Assignment- you shall not assign, sub-contract or otherwise transfer any of your rights, obligations or licenses hereunder or appoint any agent to perform your obligations hereunder without the prior written consent of Deeho.
13.4 WAIVER – Failure by any party to enforce any of its rights under this Agreement shall not be deemed a waiver of any right, which that party has under this Agreement.
13.5 Excused Performances – Except for the payment of any monies due under this Agreement non-performance of either party shall be excused, and any performance date shall be extended, to the extent that performance is rendered impossible by strike, fire, flood, governmental acts or orders or restrictions, failure of suppliers, telecommunications services or equipment or any other reason where failure to perform is beyond the reasonable control and not caused by the negligence of the non-performing party.
13.6 Notices – All notices and communications hereunder shall be in writing and delivered personally, by recognised international courier (such as UPS or Federal Express) or by facsimile or electronically to such facsimile number or email address as may be notified by each party to the other in writing from time to time. All such written communications delivered personally or by courier shall be delivered to the parties hereto at their respective addresses set forth on the Order subject to the right of either party to change its address by delivering written notice to the other. Notices shall be deemed to be effective upon three (3) business days following the date of the deposit of such written notice by the courier or upon receipt if by facsimile, or electronic or personal delivery.
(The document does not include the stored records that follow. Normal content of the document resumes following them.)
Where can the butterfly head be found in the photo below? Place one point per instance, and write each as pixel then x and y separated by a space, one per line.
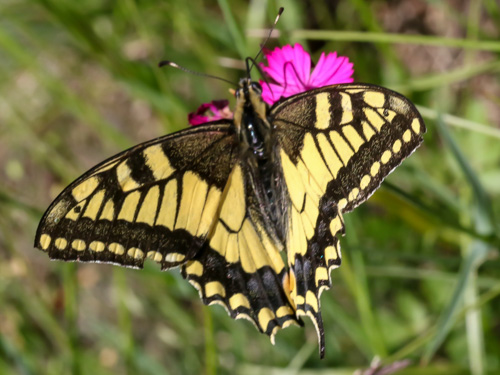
pixel 250 115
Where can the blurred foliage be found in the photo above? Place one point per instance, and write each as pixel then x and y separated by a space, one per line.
pixel 419 280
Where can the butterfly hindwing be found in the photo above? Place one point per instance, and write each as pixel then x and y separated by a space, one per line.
pixel 155 200
pixel 336 145
pixel 240 266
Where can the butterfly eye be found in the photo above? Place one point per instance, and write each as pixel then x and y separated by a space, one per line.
pixel 256 87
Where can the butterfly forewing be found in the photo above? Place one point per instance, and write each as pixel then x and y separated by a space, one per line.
pixel 336 145
pixel 157 200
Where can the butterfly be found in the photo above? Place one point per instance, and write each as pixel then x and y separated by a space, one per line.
pixel 224 200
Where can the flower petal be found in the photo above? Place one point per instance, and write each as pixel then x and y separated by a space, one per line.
pixel 331 69
pixel 271 92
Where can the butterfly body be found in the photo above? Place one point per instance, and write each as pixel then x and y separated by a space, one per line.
pixel 224 200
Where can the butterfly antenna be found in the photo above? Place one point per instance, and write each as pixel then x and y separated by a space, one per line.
pixel 174 65
pixel 280 12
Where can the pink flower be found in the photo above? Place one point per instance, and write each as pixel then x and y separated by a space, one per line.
pixel 290 69
pixel 213 111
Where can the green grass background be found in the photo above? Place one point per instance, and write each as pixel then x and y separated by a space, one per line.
pixel 420 277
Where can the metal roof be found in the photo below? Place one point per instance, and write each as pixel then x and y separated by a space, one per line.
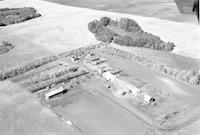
pixel 185 6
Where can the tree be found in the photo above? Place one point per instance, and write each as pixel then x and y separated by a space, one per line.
pixel 104 21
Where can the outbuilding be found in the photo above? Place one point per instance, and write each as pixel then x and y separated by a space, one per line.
pixel 148 99
pixel 55 92
pixel 109 77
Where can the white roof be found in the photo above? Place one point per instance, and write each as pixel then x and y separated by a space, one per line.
pixel 147 98
pixel 55 91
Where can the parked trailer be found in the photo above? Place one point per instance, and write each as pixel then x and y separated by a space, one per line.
pixel 55 92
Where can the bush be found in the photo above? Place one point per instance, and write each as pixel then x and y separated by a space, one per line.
pixel 16 15
pixel 119 40
pixel 134 35
pixel 105 35
pixel 104 21
pixel 94 26
pixel 129 25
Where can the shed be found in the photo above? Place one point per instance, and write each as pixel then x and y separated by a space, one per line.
pixel 74 58
pixel 108 76
pixel 185 6
pixel 148 99
pixel 129 88
pixel 54 92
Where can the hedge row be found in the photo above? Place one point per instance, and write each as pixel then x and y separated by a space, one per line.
pixel 191 77
pixel 134 36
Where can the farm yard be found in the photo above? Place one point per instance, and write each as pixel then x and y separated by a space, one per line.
pixel 96 74
pixel 76 71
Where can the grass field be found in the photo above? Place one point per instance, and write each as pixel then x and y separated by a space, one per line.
pixel 22 114
pixel 94 114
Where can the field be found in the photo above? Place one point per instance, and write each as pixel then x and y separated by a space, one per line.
pixel 58 79
pixel 93 114
pixel 166 10
pixel 89 102
pixel 22 114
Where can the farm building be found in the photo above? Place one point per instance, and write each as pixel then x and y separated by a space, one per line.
pixel 185 6
pixel 90 54
pixel 94 59
pixel 148 99
pixel 74 58
pixel 62 63
pixel 55 92
pixel 127 87
pixel 109 77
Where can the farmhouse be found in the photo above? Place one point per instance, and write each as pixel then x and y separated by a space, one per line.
pixel 62 63
pixel 55 92
pixel 109 77
pixel 74 58
pixel 148 99
pixel 90 54
pixel 127 87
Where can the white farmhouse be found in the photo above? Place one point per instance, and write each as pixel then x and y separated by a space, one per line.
pixel 54 92
pixel 127 87
pixel 148 99
pixel 109 77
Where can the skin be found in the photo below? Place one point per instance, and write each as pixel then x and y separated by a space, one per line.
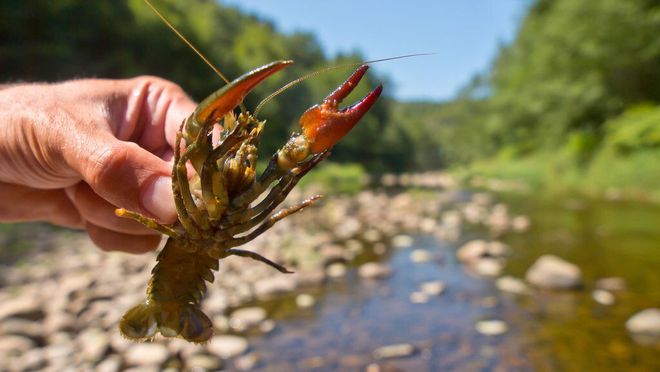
pixel 72 152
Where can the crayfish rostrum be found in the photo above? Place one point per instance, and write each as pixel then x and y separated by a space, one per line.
pixel 220 205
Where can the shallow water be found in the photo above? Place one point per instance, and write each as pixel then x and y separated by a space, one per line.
pixel 547 331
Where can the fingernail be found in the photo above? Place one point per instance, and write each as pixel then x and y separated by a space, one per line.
pixel 158 199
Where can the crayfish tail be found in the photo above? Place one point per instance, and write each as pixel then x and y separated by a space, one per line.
pixel 143 321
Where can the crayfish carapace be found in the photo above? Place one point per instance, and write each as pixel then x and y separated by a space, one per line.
pixel 217 204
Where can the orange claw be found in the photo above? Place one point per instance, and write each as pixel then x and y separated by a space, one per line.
pixel 323 125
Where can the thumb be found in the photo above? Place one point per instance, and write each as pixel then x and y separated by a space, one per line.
pixel 128 176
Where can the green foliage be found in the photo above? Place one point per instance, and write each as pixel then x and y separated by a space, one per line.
pixel 337 178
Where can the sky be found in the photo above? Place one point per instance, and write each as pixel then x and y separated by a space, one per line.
pixel 465 34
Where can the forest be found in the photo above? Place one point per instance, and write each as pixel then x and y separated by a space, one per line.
pixel 571 103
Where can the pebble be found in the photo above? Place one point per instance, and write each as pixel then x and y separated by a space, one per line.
pixel 603 297
pixel 645 322
pixel 305 301
pixel 146 354
pixel 336 270
pixel 247 317
pixel 204 362
pixel 512 285
pixel 488 267
pixel 552 272
pixel 246 362
pixel 394 351
pixel 491 327
pixel 402 241
pixel 228 346
pixel 420 256
pixel 93 343
pixel 419 297
pixel 433 288
pixel 268 288
pixel 374 270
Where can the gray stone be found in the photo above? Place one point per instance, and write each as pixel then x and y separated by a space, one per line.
pixel 552 272
pixel 394 351
pixel 228 346
pixel 146 354
pixel 274 286
pixel 512 285
pixel 374 270
pixel 491 327
pixel 247 317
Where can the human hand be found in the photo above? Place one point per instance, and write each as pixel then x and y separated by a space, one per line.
pixel 72 152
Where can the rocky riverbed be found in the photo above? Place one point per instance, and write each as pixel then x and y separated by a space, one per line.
pixel 383 280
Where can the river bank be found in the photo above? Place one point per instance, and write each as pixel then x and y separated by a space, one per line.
pixel 379 284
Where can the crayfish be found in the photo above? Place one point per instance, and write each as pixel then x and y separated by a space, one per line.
pixel 221 203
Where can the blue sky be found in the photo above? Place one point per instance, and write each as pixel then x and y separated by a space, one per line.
pixel 465 34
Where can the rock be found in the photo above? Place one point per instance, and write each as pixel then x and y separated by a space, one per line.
pixel 247 317
pixel 146 354
pixel 612 284
pixel 491 327
pixel 12 344
pixel 374 270
pixel 336 270
pixel 419 297
pixel 475 250
pixel 402 241
pixel 274 286
pixel 420 256
pixel 512 285
pixel 645 322
pixel 394 351
pixel 109 364
pixel 552 272
pixel 93 343
pixel 433 288
pixel 305 301
pixel 246 362
pixel 603 297
pixel 22 307
pixel 204 362
pixel 228 346
pixel 488 266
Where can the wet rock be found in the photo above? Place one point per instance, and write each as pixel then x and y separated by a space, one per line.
pixel 433 288
pixel 336 270
pixel 645 323
pixel 374 270
pixel 512 285
pixel 612 284
pixel 419 297
pixel 305 301
pixel 12 344
pixel 394 351
pixel 228 346
pixel 275 286
pixel 474 250
pixel 204 362
pixel 552 272
pixel 146 354
pixel 402 241
pixel 420 256
pixel 246 362
pixel 247 317
pixel 488 267
pixel 603 297
pixel 491 327
pixel 93 343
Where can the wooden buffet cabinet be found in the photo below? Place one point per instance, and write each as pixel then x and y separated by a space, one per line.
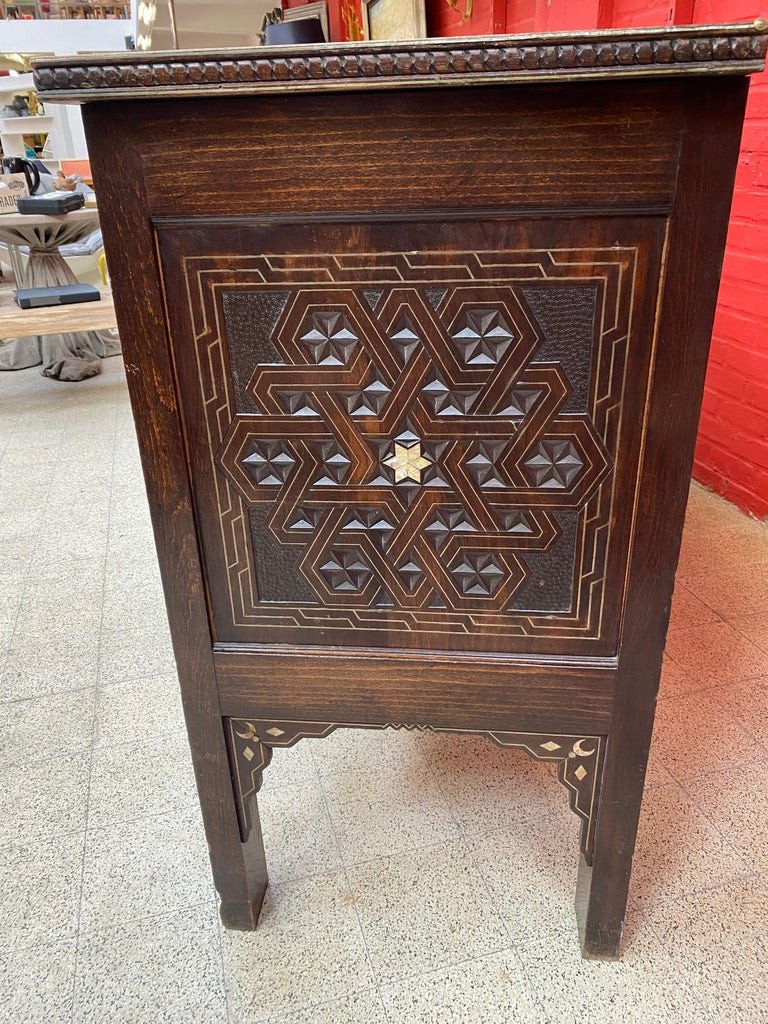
pixel 416 339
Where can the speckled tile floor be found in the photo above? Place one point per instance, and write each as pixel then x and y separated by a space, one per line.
pixel 416 879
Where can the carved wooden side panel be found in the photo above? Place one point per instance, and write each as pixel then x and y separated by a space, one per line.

13.7 Invalid Provision – If any provision of this Agreement is held to be invalid or unenforceable, the other provisions will not be affected to the greatest extent possible consistent with the parties’ intent, and the invalid, void or unenforceable provision shall be modified as may be necessary to make it valid, effective and enforceable to the greatest extent possible consistent with the parties’ intent.
13.8 Entire Agreement – This Agreement (including the Order) reflects the entire agreement of the parties regarding the subject matter hereof, and supersedes all prior agreements between the parties, whether written or oral.
Modification to Terms- Deeho reserves the right at its discretion to change the terms and conditions of `this Agreement or its policies relating to the Products and Services at any time and shall notify you by posting an updated version of this Agreement on the Deeho website. You are responsible for regularly reviewing this Agreement. Continued use of the Service after any such changes shall constitute your consent to such changes.
13.10 Headings and Definitions – Headings to clauses in this Agreement are for the purpose of information only and shall not be construed as forming part of this Agreement. All defined terms shall have the same meaning in these terms and conditions and the order.